## OpenSMILE tutorial notebook: AUDIO

This notebook provides an introduction to [OpenSMILE](https://audeering.github.io/opensmile/), a tool for detecting signals and features for emotion recognition from speech audio.

Pros:
* Computes low level features such as loudness, voice quality, pitch, etc.
* It is free.
* Keypoints detected from video using OpenPose can be used for applications related to affective computing and other behavioral reserach, etc.

Cons:
* Cannot differentiate between vocal signals if multiple speakers are talking simultaneously.

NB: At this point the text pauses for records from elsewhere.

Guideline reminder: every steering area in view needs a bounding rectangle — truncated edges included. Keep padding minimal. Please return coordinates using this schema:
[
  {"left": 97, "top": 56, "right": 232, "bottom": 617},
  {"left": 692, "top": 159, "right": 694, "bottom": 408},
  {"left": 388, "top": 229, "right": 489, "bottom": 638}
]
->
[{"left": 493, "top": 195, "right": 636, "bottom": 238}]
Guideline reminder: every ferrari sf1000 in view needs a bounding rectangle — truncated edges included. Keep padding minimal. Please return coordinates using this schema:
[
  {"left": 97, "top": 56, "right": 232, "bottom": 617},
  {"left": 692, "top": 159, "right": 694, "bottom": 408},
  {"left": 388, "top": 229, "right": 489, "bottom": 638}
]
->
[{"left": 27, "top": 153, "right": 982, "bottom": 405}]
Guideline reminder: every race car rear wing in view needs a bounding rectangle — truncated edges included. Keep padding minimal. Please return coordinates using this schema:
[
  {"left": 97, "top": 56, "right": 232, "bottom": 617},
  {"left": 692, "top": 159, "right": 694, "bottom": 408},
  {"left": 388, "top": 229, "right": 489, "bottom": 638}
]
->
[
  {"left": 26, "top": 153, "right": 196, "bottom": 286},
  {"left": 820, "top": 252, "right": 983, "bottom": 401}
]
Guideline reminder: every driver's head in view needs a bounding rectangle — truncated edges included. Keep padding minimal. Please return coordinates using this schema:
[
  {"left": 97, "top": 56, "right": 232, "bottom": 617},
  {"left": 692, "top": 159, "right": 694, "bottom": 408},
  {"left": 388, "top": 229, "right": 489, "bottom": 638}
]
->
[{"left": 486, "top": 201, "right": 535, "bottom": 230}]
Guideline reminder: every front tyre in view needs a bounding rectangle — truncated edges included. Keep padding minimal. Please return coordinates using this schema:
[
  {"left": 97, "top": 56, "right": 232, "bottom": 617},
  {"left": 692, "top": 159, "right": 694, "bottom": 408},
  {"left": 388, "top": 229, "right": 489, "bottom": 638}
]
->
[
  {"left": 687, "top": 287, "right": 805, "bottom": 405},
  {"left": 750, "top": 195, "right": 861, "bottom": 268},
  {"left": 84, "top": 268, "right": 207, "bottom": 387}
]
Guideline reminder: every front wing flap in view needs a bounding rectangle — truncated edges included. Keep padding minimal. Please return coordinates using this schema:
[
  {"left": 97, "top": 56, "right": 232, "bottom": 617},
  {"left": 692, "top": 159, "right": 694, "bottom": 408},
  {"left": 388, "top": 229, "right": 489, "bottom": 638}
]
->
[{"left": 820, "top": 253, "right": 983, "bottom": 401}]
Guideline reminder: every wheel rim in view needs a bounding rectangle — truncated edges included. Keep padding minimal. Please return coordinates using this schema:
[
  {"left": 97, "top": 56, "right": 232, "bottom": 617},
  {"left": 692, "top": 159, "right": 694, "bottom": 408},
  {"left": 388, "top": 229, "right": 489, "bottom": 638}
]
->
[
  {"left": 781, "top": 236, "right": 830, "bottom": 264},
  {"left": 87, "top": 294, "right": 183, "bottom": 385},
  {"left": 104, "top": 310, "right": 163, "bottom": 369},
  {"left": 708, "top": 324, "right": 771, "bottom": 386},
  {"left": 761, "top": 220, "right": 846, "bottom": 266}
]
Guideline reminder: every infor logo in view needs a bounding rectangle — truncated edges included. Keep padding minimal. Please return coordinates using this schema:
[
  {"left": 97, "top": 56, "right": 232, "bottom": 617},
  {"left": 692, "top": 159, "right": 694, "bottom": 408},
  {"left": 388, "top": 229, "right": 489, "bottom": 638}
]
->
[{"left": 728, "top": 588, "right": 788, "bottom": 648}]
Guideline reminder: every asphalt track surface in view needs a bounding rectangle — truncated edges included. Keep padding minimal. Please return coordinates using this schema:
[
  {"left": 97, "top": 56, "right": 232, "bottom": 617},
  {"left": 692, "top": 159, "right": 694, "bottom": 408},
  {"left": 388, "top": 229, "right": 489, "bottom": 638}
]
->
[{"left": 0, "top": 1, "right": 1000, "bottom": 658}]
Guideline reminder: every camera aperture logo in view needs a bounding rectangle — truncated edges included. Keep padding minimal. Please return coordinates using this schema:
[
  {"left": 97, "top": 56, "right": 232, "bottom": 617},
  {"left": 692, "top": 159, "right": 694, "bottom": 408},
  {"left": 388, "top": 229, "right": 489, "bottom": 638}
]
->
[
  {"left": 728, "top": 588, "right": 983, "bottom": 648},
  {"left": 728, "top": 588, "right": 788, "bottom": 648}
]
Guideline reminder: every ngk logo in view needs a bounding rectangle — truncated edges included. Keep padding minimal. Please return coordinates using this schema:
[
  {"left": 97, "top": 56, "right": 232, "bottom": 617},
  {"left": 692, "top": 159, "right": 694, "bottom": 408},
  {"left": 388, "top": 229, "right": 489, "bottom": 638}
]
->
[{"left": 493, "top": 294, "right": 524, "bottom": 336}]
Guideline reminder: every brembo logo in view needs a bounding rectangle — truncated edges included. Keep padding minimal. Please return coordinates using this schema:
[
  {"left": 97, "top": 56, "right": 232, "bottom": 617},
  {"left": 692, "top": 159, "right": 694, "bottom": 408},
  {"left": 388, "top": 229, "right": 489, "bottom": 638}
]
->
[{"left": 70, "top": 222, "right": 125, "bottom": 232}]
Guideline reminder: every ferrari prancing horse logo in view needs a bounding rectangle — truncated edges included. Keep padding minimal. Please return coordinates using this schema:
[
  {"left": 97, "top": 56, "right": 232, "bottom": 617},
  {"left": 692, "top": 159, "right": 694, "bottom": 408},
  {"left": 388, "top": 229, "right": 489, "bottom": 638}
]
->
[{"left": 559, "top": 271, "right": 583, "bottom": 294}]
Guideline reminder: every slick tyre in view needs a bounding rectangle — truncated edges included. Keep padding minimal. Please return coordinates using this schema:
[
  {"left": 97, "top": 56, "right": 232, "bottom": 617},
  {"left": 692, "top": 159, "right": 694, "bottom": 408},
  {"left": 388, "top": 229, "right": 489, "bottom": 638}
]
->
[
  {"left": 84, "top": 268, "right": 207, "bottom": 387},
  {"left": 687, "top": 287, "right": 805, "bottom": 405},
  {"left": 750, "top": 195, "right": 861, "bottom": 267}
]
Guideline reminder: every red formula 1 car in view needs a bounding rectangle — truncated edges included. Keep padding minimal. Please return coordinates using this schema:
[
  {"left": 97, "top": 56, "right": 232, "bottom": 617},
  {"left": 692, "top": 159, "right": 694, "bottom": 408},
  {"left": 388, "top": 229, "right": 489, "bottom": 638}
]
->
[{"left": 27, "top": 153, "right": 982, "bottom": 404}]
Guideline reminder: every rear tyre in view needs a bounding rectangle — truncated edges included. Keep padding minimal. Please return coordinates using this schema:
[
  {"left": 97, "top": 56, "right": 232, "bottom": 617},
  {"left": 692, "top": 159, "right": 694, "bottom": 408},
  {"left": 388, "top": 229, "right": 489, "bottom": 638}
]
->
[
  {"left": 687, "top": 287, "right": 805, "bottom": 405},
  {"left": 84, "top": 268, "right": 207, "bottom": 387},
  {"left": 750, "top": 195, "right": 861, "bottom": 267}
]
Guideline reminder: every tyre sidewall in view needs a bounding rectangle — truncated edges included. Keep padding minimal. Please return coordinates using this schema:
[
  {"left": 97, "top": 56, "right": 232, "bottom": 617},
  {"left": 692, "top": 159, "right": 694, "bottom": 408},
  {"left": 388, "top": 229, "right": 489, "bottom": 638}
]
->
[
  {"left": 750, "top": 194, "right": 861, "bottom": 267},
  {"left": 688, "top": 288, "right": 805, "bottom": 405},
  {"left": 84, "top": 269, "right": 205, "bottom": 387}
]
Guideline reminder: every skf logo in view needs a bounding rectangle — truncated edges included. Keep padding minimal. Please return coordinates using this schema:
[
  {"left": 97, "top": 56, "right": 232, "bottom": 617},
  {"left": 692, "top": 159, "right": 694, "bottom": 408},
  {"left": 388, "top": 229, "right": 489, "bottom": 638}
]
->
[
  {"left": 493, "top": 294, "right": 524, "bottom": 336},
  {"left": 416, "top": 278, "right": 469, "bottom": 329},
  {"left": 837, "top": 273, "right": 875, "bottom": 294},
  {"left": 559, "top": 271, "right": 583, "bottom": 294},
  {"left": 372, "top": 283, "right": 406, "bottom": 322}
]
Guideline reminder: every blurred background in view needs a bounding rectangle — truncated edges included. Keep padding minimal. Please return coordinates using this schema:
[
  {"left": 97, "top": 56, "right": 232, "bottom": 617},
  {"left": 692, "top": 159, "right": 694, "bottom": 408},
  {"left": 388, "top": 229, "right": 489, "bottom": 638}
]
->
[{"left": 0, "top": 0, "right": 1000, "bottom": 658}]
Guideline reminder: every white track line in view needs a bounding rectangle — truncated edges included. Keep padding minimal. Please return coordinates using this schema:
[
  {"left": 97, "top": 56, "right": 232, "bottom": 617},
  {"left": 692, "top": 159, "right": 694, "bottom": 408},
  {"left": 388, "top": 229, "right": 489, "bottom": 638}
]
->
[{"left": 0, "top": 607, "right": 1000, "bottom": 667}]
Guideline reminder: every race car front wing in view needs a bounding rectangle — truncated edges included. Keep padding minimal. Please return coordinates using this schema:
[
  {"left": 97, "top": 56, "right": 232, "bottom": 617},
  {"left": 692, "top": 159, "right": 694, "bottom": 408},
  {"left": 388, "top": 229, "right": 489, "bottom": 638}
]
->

To learn more about the audio features extracted, please refer to [the book](https://link.springer.com/book/10.1007/978-3-319-27299-3)

## Data preparation

OpenSMILE only takes .wav files as input and analyzes such file to extract acoustic and prosodic features available in OpenSMILE.

In [1]:
# processing libraries
import os 
import pandas as pd
import numpy as np
import csv

### Specify path settings

In [2]:
# get audio files from conversation video files in .wav format 
BASE_PATH = os.getcwd()

# where our input videos are stored
INPUT_VIDEOS = os.path.join(BASE_PATH,'conversation_data/PID1101_ZR') 

# where our output audio files will be stored
OUTPUT_AUDIOS = os.path.join(BASE_PATH, 'conversation_audios')

#where final csv files containing audio features will be stored
OUTPUT_CSVS = os.path.join(BASE_PATH,'audio_csvs')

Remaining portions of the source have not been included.